I watched the kids on Monday while Cindy called....for hours...calling our insurance, calling the Emergency Room, calling the Pediatrician, looking up "in-network" vs. "out-of-network" providers on our PPO's provider list. Only 4 Pediatric Neurologists are in the Orlando Metro area, and 2 of them are not in our network. One sent a list of questions that told us she was trying to diagnose psychological as well as physical that left one. It was also turning out that the earliest we could see anyone was September. (Even trying a call to Tampa.) So Cindy stopped and prayed.

Then she decided to call again and she asked the nurse who schedules the appointments how to do it. Her advice was to have Emily's Pediatrician write a prescription requesting the EEG at a hospital that was "in network" and then request that that EEG be READ by that one remaining "in-network" doctor who worked with that hospital. So Cindy asked her if her doctor _could_ read the results and she said, "no problem." That enabled her to get on this guy's schedule and eventually led to his finding a patient who was willing to switch appointments with Emily.

So her EEG test was scheduled for Thursday, April 26th, and we had to keep her awake until 2:30AM to ensure that she was able to fall asleep during the test. We awakened her at 6:30AM to get her to the test on time, and because of this she _did_ fall asleep during the test and we were able to get a "good reading," which is all the technician could tell us. Then, in answer to Cindy's prayer, we were able to get that exchanged appointment with the Neurologist on Monday, May 1st.

Like contemplating the "possibilities" her presentation could suggest, spending time in the waiting room of the Pediatric Neurologist is indescribably humbling. A child whose body are nears adolescence sits in a wheelchair and haltingly tries to sound out words from a primer; other children with seemingly perfect physical health are accompanied by parents with haunted looks. It's difficult to attain the divine perspective on chronically debilitating conditions like this, but we can't help but be grateful to the Lord for the spiritual, mental, emotional and physical health of our children!

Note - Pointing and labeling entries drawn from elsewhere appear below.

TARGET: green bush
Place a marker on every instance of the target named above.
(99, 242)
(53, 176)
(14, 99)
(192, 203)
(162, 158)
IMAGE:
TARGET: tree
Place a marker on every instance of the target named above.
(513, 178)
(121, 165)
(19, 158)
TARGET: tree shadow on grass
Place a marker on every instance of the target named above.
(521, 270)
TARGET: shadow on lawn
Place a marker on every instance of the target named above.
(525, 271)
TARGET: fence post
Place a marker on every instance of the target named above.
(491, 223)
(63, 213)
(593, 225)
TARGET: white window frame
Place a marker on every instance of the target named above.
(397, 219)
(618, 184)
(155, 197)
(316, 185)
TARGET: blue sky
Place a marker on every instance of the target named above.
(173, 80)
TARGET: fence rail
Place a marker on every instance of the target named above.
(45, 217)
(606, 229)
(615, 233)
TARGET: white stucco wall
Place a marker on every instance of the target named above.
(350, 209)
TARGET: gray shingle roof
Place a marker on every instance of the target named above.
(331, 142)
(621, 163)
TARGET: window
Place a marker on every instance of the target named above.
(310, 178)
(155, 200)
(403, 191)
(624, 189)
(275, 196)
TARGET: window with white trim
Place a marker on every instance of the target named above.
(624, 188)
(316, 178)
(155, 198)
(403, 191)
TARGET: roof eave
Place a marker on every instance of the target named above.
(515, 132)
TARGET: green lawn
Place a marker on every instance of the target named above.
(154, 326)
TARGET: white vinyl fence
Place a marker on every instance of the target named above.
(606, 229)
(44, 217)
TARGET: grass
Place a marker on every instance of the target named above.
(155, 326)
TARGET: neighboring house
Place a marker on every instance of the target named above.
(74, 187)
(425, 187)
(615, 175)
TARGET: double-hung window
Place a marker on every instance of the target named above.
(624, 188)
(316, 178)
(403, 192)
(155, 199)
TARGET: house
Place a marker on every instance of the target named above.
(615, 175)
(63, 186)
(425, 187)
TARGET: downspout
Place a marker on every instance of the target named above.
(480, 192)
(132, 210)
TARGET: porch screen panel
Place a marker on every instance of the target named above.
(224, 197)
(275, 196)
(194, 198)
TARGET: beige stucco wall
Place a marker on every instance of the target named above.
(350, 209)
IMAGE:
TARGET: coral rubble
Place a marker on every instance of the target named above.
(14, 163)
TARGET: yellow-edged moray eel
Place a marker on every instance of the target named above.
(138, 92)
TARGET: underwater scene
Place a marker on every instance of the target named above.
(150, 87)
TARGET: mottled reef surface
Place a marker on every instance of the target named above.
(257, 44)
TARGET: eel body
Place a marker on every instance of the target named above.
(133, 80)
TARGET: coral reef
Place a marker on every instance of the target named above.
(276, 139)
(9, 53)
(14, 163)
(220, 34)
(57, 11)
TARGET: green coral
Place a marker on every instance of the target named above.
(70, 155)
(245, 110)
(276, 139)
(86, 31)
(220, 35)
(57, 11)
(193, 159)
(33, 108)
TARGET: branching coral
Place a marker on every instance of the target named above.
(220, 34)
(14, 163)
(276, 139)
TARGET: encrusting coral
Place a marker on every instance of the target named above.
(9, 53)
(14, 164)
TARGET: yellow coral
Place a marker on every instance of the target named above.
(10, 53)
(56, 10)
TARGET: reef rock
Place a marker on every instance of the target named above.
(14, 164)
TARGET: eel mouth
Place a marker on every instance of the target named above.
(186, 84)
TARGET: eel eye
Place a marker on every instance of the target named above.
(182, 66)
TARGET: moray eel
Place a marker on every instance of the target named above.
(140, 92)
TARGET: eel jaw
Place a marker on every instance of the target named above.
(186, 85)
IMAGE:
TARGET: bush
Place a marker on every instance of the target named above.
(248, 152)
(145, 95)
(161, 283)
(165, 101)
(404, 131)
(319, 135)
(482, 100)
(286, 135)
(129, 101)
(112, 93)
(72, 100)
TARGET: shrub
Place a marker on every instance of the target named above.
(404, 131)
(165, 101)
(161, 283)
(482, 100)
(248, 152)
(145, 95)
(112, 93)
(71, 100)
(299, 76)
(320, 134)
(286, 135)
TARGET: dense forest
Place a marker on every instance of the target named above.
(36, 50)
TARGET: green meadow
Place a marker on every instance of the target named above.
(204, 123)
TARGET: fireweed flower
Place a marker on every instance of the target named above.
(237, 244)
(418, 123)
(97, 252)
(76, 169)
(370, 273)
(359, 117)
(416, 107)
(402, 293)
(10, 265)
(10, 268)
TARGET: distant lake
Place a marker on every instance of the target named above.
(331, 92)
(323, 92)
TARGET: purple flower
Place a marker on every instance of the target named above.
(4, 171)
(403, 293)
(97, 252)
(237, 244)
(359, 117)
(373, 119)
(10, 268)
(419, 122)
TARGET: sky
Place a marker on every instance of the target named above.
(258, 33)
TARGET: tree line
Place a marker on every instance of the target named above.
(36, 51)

The doctor had a wonderful way of putting Emily at ease, doing neurological tests while seeming to be simply at play with her. His evaluation was that she seemed very healthy in all respects, and he informed us that her EEG was also completely healthy. He nevertheless believes, because of her symptoms and her age of onset, that she has a condition called "Benign Rolandic Epilepsy," telling us that this condition has no known causes, but that around 65% will never have another seizure. Episodes are more likely to occur during sleep, so he suggests hooking her up for a 24-48-hour period at dormitories at his offices, but admits that even if an EEG leads to a diagnosis of this condition, he very likely will not prescribe medication for her.

Our online research of this condition showed us that some 90% of children with this condition outgrow it by age 15, that misdiagnosis of epilepsy can occur relatively frequently, (as one article puts it, "...a single seizure, even if thought to be epileptic in origin, does not constitute a diagnosis of epilepsy."), and that the impact of improper medication on the developing brain is not well understood. A good friend also added the suggestion that if there's no need for medication, an official diagnosis of the condition on her record might itself have implications on her future that we would want to consider.

Our friends and our church have been wonderful to us during this time! Thank you so much for your support and prayers. Please continue to pray for wisdom and peace.